With significant commercial activities come heavy waste in markets across the city, including Ngwa Market. However, due to a poor disposal system, waste and rubbish used by traders and commuters in the market are dumped indiscriminately around no thanks to the terrible Government structure under Governor Okezie Ikpeazu. Over the years, the waste has become a permanent feature of the market and the larger Aba metropolis, exposing traders and passers-by to a probable epidemic and other environmental hazards.
This filth is not limited to just Ngwa road, taking a walk through major parts of Abia state revealed that too many strategic roads, markets, and streets in the commercial city are littered with rubbish, dirt, and fecal materials. Places like Asa Road, Obohia Road, Ohanku Road, Portharcourt Road, as well as the popular Ariaria Market are all struggling for the unenviable position of being one of the dirtiest hot spots in the state.
The Ariaria International Market is a market located in Aba. The market is one of the largest markets in West Africa. Aba itself is colloquially referred to as the “China of Africa” because of the peoples’ versatility in the making of wears and leather works, chief among whom are traders in Ariaria. But due to poor waste disposal system, the market is barely different from a pigsty whenever it rains.
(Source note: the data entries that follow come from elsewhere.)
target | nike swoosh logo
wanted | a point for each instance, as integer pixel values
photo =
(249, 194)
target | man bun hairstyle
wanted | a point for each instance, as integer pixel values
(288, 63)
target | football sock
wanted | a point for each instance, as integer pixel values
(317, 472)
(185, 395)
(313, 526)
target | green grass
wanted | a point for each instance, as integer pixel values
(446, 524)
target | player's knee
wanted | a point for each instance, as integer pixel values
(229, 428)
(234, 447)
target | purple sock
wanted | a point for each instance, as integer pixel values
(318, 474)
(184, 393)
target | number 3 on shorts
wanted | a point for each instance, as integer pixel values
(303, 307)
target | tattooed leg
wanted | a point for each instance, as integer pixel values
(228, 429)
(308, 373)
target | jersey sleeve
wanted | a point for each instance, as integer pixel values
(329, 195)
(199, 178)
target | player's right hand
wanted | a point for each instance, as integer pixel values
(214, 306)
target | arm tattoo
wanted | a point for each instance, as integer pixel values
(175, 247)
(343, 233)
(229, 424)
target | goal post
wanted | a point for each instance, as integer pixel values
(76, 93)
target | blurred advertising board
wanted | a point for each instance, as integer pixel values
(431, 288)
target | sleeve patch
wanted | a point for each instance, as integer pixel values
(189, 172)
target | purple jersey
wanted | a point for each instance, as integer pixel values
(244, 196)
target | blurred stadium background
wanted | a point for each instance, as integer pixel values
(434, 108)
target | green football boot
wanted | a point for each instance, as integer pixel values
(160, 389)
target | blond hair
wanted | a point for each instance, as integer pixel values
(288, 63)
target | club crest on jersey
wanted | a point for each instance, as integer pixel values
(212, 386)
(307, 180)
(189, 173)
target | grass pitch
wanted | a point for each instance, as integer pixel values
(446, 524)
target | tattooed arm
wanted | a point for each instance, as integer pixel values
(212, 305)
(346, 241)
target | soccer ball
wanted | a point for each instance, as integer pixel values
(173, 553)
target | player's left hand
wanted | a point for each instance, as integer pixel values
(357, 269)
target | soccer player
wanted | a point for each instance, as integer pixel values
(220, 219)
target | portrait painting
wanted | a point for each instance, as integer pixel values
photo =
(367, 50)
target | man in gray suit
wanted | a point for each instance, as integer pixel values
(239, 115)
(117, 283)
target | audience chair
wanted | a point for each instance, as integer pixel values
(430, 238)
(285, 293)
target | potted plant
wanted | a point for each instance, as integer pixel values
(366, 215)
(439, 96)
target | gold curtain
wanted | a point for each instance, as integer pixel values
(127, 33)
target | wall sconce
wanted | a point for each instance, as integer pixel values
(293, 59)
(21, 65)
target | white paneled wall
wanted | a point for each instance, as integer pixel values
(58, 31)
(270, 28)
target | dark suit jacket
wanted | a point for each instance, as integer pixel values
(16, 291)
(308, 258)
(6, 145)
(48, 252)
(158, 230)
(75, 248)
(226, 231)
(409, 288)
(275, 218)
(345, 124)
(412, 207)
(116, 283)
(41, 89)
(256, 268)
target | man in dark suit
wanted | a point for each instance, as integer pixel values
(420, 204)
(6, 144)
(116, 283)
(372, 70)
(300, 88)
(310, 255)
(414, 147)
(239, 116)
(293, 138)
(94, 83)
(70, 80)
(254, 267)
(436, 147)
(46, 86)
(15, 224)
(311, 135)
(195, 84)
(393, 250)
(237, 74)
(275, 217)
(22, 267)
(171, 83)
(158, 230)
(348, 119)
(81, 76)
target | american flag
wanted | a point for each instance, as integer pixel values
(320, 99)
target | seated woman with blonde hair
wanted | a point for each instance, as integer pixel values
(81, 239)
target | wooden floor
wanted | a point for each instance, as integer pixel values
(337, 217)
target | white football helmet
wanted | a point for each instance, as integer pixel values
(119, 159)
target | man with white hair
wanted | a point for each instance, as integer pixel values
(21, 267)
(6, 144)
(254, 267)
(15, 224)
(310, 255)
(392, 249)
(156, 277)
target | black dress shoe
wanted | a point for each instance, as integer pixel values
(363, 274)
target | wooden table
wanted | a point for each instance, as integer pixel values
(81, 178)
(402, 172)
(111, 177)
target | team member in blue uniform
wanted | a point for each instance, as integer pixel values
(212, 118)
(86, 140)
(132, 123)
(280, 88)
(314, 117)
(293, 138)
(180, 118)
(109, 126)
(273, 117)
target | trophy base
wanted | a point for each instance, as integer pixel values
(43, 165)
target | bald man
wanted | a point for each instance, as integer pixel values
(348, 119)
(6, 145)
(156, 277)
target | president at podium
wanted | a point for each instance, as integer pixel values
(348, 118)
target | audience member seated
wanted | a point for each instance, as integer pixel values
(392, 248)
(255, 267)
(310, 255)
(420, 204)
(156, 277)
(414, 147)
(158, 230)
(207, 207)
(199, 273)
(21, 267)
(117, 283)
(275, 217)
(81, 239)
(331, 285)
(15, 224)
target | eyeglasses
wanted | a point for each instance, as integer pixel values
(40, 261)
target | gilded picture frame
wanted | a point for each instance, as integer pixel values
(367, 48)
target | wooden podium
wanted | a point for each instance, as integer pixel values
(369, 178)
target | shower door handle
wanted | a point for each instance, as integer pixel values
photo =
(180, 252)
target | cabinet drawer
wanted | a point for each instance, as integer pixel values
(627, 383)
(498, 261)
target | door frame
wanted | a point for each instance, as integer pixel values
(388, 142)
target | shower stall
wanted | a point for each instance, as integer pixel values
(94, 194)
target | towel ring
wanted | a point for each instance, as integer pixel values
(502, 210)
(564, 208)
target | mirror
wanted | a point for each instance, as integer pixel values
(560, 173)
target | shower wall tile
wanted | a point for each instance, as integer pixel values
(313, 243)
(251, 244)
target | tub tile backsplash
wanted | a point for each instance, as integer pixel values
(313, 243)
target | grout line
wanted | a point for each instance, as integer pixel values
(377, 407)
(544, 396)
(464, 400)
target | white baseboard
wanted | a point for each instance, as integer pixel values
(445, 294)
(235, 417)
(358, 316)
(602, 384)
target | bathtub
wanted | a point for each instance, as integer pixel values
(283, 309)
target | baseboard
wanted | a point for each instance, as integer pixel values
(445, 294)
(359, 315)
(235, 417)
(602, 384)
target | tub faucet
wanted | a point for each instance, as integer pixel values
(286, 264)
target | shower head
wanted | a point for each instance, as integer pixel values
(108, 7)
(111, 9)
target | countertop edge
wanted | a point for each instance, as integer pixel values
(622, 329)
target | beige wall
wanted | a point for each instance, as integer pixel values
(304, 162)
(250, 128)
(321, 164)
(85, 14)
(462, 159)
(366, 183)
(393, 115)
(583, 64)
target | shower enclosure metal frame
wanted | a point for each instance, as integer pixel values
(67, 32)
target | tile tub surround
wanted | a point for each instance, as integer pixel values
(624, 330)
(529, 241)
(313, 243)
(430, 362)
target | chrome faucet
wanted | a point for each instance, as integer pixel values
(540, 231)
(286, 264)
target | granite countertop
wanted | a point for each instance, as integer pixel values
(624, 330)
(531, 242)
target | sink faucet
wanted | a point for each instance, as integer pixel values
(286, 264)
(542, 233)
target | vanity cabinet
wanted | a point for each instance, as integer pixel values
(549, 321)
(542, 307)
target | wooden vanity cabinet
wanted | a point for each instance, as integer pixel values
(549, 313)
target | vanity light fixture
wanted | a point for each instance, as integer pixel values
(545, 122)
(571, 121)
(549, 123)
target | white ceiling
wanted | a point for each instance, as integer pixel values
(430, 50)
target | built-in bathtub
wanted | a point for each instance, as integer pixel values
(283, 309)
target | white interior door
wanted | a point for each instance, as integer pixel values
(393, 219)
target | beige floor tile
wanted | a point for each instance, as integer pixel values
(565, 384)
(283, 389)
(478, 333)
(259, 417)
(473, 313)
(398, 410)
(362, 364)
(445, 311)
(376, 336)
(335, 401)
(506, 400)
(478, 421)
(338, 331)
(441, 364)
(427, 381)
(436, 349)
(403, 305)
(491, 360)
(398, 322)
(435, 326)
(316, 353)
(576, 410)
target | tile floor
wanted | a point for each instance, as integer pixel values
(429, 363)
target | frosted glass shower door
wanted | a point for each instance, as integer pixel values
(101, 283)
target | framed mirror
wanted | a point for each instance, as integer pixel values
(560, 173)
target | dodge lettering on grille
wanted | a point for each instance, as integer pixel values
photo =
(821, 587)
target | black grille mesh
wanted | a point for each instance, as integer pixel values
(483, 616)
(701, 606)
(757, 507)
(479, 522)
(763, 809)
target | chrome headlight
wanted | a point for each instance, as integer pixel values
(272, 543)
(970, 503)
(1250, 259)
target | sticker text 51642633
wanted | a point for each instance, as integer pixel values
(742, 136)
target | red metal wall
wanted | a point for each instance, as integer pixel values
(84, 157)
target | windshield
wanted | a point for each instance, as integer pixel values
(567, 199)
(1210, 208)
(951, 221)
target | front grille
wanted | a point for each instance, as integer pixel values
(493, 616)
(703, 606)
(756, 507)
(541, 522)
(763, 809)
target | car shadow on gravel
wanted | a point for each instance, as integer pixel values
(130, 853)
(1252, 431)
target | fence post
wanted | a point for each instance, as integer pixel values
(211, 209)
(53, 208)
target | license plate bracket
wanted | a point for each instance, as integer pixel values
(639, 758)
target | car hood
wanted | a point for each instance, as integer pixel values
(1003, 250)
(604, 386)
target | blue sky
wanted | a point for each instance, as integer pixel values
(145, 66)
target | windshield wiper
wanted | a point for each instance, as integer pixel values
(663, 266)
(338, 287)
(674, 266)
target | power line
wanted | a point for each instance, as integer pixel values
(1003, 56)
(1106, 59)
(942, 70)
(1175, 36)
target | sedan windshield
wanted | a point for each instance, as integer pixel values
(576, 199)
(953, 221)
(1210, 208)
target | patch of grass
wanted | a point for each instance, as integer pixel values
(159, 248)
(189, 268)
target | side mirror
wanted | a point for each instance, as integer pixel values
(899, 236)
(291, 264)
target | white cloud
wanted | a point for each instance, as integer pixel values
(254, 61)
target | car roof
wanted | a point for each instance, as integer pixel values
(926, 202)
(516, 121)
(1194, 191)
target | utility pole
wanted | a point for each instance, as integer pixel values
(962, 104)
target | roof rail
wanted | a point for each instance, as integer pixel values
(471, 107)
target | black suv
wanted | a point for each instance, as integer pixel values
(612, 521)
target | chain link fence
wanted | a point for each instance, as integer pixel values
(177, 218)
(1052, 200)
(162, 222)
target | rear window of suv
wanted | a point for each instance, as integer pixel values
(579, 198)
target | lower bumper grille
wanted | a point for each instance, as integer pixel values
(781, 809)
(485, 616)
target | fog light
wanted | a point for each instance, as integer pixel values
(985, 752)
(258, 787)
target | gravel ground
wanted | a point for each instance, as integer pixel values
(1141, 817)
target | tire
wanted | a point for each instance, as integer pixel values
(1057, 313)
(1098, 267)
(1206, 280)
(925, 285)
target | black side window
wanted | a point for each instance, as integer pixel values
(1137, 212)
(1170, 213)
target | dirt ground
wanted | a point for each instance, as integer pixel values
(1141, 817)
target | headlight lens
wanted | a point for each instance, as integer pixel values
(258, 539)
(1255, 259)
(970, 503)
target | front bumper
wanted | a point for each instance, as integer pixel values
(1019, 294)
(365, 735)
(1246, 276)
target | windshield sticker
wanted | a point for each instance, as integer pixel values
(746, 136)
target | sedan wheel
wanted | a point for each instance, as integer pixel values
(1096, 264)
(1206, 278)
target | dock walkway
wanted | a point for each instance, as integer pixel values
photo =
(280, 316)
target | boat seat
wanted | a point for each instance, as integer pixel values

On Port Harcourt Road, by far the most despicable mountain of waste is located at the purported entrance of National High School. The spot, popularly known as Crystal Park Dustbin Junction, is notorious among residents of the state for its heavy stench and fecal waste materials that have blocking the dilapidated and now abandoned Port Harcourt Road.
In 2013, an environmental right organisation based in Aba, Foundation for Environmental Rights, Advocacy & Development (FENRAD) also described the commercial nerve city of Abia State as the dirtiest city across the country. The organisation decried the level of refuse dump littered in the major street in Aba after assessing strategic points like Ngwa Road, Asa road by St. Micheals, Ogbor hill, Jubilee, and Hospital Roads, among others. It noted that in most areas, the drainage system has been blocked by waste, with the environment oozing with odour from the gutters.
In 2016, data released by the World Health Organisation (WHO) revealed that four of the worst cities in the world for air pollution were in Nigeria. The cities named and shamed in the WHO report for high PM10 levels include Onitsha, Kaduna, Umuahia, and of course Aba.
Although the Governor Okezie Ikpeazu has always claimed to be doing its best to address the environmental menace via the Abia State Environmental Protection Agency, the waste armada continues to be a recurring feature of city life in Aba.
In Abia, according to a report by the Nigeria Extractive Industries Transparency Initiative (NEITI) on revenues, deductions, disbursement, and application of funds by NDDC, the agency allocated huge sums for several intervention projects in Abia state between 2011 and 2019. The intervention areas included allocation for waste disposal intervention at ₦506, 222,000 which received no special attention within the period under review. The money was supposedly utilised for other projects in the state.
For Governor Okezie Ikpeazu to be in his second tenure and still has this overbearing problem of waste disposal in his hands shows that there must be something terribly wrong with his Government. It has been reported that the former waste disposal agency was disbanded by the Governor due to lack of funds. Governor Okezie Ikpeazu should put his newly constituted Abia State Environmental Protection Agency (ASEPA) in order to be able to quell this terrible problem ailing his state.
The Abia State Environmental Protection Agency (ASEPA) should not be constituted as one of his numerous money laundering agencies. It was set up for a reason and therefore should be put into action. Referencing the case of the filthy little city of Wuhan in China which was the genesis of the dreaded novel Coronavirus, the looming danger in form of a health pandemic as a result of the numerous open wastes in Abia state may be too much to handle.